In fairness, we've seen something like this before. "All it takes is one young driver to do well, and then every car owner wants a young driver," Burton said, and that was certainly the case after Gordon's success left every team scrambling to find someone just like him -- paving the way for the likes of Newman, Kurt Busch, Dale Earnhardt Jr., Matt Kenseth, and eventually Jimmie Johnson. Now that wave is collectively growing a little gray at the temples, and the cycle is beginning to repeat itself once again.
"Since I've been in the sport, I view this as the third time we’ve had this youth explosion," Burton said. "… Go back and look at the picture of my Rookie of the Year class. There were about 12 of us in that picture. Compare that to the Rookie of the Year classes we've had the last several years. Then we had another time when a lot of young drivers came in, and (brother) Ward got caught up in that one.
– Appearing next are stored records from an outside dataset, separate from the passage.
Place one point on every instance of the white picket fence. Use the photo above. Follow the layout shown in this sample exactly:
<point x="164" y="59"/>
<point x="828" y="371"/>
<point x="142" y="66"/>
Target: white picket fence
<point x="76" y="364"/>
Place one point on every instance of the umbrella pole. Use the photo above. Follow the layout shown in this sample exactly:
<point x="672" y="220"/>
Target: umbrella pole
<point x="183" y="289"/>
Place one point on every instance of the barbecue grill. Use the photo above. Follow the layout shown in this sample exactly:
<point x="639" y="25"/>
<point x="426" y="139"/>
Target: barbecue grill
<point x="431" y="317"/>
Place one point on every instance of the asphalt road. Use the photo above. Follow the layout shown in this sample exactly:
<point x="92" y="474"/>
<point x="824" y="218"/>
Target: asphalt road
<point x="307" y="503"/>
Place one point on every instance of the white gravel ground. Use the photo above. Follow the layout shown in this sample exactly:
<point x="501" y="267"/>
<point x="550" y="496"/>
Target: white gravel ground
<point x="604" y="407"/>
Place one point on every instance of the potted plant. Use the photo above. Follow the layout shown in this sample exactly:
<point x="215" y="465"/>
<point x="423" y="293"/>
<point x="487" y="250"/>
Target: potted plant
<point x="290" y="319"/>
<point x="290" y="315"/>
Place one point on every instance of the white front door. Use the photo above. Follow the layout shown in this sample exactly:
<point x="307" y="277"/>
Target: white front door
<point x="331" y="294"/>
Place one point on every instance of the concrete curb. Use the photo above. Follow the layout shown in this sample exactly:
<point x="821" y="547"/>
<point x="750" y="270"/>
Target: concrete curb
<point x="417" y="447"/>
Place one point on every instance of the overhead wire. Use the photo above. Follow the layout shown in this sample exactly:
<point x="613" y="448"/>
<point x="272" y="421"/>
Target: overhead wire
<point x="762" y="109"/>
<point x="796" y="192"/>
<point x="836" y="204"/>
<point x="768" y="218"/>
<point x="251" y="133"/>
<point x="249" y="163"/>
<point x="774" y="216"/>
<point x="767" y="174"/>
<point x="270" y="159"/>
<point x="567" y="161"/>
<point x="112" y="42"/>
Ward got caught up in the 'Oh, you’ve got to be 20, or you don’t want to do it anymore.' And then he was part of the group that got moved out. And now it's happening again. … It's just part of it. it’s part of it, it's necessary, it brings new excitement. It just happens."
Granted, the next generation has to perform, and the differences between the Nationwide and Sprint Cup cars can make that difficult -- as evidenced by Stenhouse's uneven first season at the sport's highest level.
"If you get too confident in this sport, you can get knocked down pretty easy, and it's hard to get back up," Larson said. But the odds are many of these up-and-coming drivers will make it, just as so many of their predecessors did, and again alter the face of NASCAR in the process.
There's a trade-off here, of course. Mark Martin and Bobby Labonte, both veteran drivers highly regarded by traditional fans, have uncertain plans for next season. Burton's years are certainly numbered, and even someone still as competitive as Gordon is much closer to the end of his career than the beginning -- a fact that can make anyone who's been around this sport suddenly feel the age in their bones. Change is hard, and NASCAR fans cling fast to their favorites, often desperate to prevent them from walking off into the sunset.
But that same change is also inevitable, like the leaves in southern Virginia turning from green to gold. And as is the case when the winter wind blows down from the Blue Ridge, the transformation will eventually be complete.